Petit jeu juridique autour du Street Art ou art des rues

Leo & Pipo, artistes de rue, 29 ans, telle était l’émission proposée le 18 juillet 2011 par France Inter. Le street art étant un sujet juridique proche de l’art conceptuel sur lequel je m’étais penchée avec grand intérêt en 2007, voici quelques remarques inspirées par les créations de ces deux serial colleurs.

A propos du mode opératoire

Les deux artistes utilisent des photos anciennes tirées d’albums de famille, mais aussi des photos trouvées sur Internet. Elles sont ensuite retravaillées par un logiciel, appliquées (ai-je compris) sur une série de feuilles de papier format A4, puis sur des murs de la ville de Paris.

Entre donc en lice, c’est inévitable, le droit d’auteur des photographes ayant réalisé ces photos à l’époque. Il s’agit de photos anciennes, des années 20, certes. Mais sachant que ces photos ne sont dans le domaine public que 70 ans après la mort de l’auteur, elles ne sont pas si nombreuses que cela à y être « tombées » aujourd’hui.
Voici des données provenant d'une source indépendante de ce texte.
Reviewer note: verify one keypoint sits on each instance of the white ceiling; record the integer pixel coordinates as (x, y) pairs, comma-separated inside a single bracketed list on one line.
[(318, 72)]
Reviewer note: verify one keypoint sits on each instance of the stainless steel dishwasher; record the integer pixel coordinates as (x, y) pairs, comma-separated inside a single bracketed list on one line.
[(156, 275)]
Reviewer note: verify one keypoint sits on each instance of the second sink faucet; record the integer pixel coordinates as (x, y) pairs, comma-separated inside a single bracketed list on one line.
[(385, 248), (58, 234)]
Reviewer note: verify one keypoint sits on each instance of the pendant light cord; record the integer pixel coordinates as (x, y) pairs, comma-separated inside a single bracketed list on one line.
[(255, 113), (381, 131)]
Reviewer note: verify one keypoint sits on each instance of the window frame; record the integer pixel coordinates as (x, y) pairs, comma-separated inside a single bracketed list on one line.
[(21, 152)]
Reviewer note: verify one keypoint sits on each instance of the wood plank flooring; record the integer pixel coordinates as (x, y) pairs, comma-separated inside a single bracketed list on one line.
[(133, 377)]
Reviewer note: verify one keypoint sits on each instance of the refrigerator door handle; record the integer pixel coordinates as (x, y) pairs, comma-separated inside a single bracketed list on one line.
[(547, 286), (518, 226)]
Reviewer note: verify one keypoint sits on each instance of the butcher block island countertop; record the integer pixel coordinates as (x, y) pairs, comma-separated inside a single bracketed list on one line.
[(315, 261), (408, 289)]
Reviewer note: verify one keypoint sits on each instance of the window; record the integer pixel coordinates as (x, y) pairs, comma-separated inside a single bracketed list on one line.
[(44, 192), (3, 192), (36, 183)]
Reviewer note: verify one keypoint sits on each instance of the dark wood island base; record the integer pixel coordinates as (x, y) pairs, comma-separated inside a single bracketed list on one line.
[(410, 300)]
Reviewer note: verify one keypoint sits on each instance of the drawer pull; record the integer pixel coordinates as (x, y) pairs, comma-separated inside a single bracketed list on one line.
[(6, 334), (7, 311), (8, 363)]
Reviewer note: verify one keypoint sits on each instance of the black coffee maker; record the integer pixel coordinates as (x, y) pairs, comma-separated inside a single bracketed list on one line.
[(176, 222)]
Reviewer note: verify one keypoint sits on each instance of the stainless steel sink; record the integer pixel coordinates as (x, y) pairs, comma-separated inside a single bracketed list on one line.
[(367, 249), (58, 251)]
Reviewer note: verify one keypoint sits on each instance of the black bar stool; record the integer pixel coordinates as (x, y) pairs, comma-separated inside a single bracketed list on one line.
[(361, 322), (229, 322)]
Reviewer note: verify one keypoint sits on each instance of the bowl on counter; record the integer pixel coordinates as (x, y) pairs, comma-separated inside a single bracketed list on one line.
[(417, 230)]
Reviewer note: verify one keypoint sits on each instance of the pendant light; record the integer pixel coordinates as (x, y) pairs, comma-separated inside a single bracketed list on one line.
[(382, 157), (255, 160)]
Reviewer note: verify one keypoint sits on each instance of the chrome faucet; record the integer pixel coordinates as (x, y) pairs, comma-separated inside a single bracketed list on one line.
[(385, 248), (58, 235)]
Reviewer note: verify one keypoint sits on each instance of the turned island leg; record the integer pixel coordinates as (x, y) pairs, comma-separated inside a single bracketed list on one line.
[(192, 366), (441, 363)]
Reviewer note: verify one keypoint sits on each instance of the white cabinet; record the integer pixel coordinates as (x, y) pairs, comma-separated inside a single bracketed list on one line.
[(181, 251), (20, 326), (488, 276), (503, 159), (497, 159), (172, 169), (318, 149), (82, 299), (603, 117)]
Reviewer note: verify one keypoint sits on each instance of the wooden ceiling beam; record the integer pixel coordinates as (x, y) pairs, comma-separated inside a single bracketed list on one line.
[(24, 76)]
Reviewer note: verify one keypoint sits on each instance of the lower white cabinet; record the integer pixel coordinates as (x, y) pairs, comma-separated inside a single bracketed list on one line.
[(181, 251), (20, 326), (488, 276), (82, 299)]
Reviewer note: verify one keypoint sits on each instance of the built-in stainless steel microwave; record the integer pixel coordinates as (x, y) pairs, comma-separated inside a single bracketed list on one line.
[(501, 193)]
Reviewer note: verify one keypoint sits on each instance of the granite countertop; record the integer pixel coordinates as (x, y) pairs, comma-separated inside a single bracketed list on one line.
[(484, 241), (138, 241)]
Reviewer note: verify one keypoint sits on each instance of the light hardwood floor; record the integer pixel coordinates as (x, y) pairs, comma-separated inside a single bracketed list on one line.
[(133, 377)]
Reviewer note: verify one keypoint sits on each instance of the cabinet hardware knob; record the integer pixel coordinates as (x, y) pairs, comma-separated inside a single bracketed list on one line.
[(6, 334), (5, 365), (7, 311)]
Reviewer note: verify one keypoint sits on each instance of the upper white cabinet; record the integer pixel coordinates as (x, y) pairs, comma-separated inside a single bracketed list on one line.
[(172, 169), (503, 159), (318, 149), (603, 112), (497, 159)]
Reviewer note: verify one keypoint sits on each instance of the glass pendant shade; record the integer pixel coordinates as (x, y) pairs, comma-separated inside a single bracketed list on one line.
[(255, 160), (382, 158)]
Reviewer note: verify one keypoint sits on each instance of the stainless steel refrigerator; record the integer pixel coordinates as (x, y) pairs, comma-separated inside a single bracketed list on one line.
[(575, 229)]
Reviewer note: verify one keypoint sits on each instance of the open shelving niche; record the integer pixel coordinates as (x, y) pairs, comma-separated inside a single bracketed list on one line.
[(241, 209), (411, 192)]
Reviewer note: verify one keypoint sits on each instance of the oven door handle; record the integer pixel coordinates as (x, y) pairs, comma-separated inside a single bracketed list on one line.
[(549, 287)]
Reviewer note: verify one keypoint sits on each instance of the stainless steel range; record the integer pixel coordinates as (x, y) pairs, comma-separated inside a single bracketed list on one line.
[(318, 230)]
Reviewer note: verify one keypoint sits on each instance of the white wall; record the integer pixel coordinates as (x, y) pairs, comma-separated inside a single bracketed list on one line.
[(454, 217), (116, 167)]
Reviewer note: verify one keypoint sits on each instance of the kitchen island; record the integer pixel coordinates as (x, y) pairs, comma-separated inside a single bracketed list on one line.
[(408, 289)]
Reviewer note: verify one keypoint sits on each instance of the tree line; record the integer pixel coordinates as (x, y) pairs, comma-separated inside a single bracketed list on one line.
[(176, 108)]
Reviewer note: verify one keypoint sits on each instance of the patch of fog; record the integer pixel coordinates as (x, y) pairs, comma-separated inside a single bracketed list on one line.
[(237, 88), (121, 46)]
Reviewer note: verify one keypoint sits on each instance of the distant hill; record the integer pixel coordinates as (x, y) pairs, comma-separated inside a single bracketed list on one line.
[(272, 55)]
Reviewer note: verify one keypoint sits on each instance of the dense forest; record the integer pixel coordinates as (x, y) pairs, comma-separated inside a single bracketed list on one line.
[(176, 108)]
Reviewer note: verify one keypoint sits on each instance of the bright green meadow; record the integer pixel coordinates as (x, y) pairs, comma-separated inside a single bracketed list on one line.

Il s’agit quelquefois de photographes amateurs, rétorquerez-vous. Peu importe ! La photo reste protégée, même si l’auteur ou ses héritiers ne sont pas identifiables et localisables et si l’œuvre est ainsi orpheline de droits. Au titre du droit moral, il faudrait d’ailleurs que le nom des photographes initiaux ou de l’officine de photographie, s’il est connu, soit mentionné,  et ce droit est perpétuel. Si l’on forçait le trait, on pourrait ajouter le droit de contrôler la divulgation et de s’opposer à toute atteinte à l’intégrité de l’oeuvre, des droits tout aussi perpétuels !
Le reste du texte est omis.